Gelobt sei der Herr Programmierer

■ Sechs Bremer Götter erzählen, wie sie via Internet ein weltweites Abenteuerspiel lenken

Wie lange muß man spielen, um die Unsterblichkeit zu erlangen?

Das kommt drauf an. Wenn man die Welt erforscht, kann das ewig dauern, schon weil man in alle möglichen Fallen tappt, in zahllose Kämpfe verwickelt wird und dabei viele Tode stirbt. Wir beobachten zum Beispiel einen „Massieus“ aus Memphis, der hat's in sechs Wochen auf 425 Stunden gebracht. Aber wenn man direkt aufs Ziel zusteuert und keine Punkteverluste riskiert, ist das in, na, sagen wir mal 180 Stunden zu schaffen.

Was hat ein Unsterblicher, was andere nicht haben?

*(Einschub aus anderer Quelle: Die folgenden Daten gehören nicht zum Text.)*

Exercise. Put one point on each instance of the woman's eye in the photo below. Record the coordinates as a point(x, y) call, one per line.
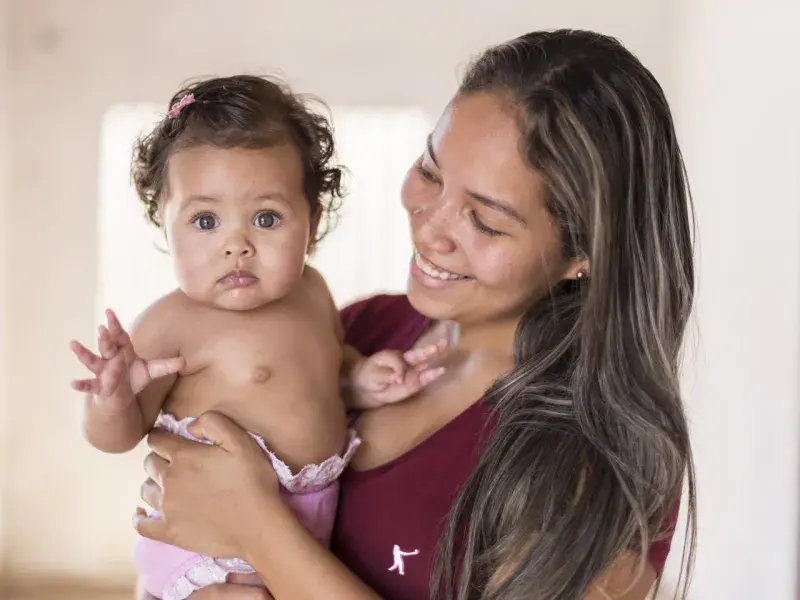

Erst einmal nur das ewige Leben im MUD. Wer aber dann je nach Leistung fürs Spiel auf die höchste Ebene aufrückt, der herrscht dann wirklich unumschränkt: Er kann sich unsichtbar machen, von Ort zu Ort springen, direkt ins Spiel eingreifen und das Spiel um eigene Räume erweitern. Deswegen wachsen die MUDs auch ständig, obwohl es natürlich eine Schweinearbeit ist, beispielsweise so eine neue Stadt zu programmieren.

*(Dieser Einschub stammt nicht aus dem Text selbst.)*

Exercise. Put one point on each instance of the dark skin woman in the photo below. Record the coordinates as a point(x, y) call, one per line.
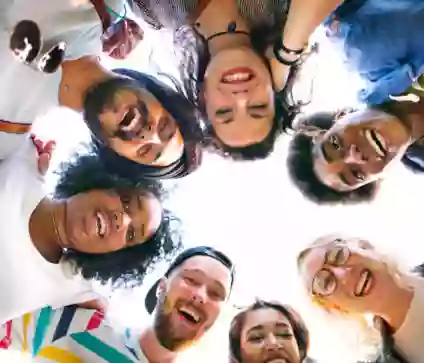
point(343, 157)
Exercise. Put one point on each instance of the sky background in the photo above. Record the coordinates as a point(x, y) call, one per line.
point(250, 211)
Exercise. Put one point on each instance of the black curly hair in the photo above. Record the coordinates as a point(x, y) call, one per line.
point(128, 266)
point(300, 164)
point(300, 330)
point(192, 68)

Jetzt mal zum Alltag: Wie lebt sich's als Gott? Fuhrwerkt man da andauernd in der Welt drunten herum?

Ach ja, wir könnten schon so unsere Späßchen mit denen treiben. Wir könnten ihnen, wie gestern mal, einen zahmen Drachen auf den Marktplatz stellen und zugucken, wie sie trotzdem alle davonlaufen. Wir könnten ihnen irgendwelche Mitspieler vorgaukeln und dann wieder in Luft auflösen. Aber das alles sollen wir natürlich nicht tun, wenigstens nicht so oft. Wir haben ja sogar ein richtiges Handbuch mit Regeln, an die sich nur keiner hält. Eine Regel zum Beispiel lautet, daß man den Spielern nicht helfen sollte. Da sät man nur Neid.

Und man verdirbt den Götterlieblingen die Moral.

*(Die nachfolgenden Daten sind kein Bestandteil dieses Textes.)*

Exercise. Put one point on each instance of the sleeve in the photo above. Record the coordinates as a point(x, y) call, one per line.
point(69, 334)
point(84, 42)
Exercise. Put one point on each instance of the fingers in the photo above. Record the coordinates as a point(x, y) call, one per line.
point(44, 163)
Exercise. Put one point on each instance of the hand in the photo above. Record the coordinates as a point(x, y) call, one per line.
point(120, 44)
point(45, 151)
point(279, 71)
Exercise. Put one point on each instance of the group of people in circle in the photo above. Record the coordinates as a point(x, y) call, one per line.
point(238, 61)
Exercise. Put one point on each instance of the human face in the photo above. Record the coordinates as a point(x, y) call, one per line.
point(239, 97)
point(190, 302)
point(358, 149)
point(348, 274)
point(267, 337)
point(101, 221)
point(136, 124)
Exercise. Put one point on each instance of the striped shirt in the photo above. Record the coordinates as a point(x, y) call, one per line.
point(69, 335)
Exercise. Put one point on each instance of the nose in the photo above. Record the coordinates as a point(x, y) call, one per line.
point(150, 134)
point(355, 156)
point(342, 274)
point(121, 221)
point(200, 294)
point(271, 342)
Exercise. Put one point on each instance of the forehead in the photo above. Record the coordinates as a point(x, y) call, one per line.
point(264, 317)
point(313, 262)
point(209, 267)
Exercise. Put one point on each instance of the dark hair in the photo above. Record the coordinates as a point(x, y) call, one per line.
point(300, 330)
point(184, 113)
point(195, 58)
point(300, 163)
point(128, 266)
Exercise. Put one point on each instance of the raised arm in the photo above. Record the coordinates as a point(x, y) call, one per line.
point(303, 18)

Genau. Die gewöhnen sich dran und nerven einen dann mit ihren Gebeten.

Aber ihr könnt sie dann doch einfach wegpusten.

Das gehört natürlich auch zu den unerlaubten Dingen. Was aber schon mal geht, ist die Möglichkeit, denen so schwierige Aufgaben zu arrangieren, daß sie dabei leicht umkommen können. Oder man setzt ihnen ein paar mörderische Skelette auf die Spur.

Dann waren's die Skelette.

Naja, es tauchen schon mal Leute auf, die einem sowas nahelegen. Neulich hatten wir einen, der hat sich nur eingeloggt, um ein Haus nach dem anderen auszuplündern, bis ihn die andern dann doch mal erwischten. Das gab dann natürlich eine Riesenaufregung, und die eine Hälfte wollte den gleich umbringen, wir nennen das den Hexenjagdeffekt.

Und ihr?

Wir haben uns das angeschaut. Es hätte die Möglichkeit gegeben, seine „Flag“, seine Kennzeichnung zu ändern, das heißt, es wäre dann nicht mehr strafbar gewesen, ihn zu töten, und die automatischen „Peacekeeper“, die überall in der Spielwelt verteilt sind, hätten sich an seine Verfolgung gemacht. Wir haben das aber nicht getan.

Da käme ja auch eine langweilige Welt heraus, so ganz ohne Verbrechen.

Das ist wahr. Wir sollten auch zugeben, daß wir die billigeren Häuser von vorneherein nicht ganz einbruchsicher konstruieren.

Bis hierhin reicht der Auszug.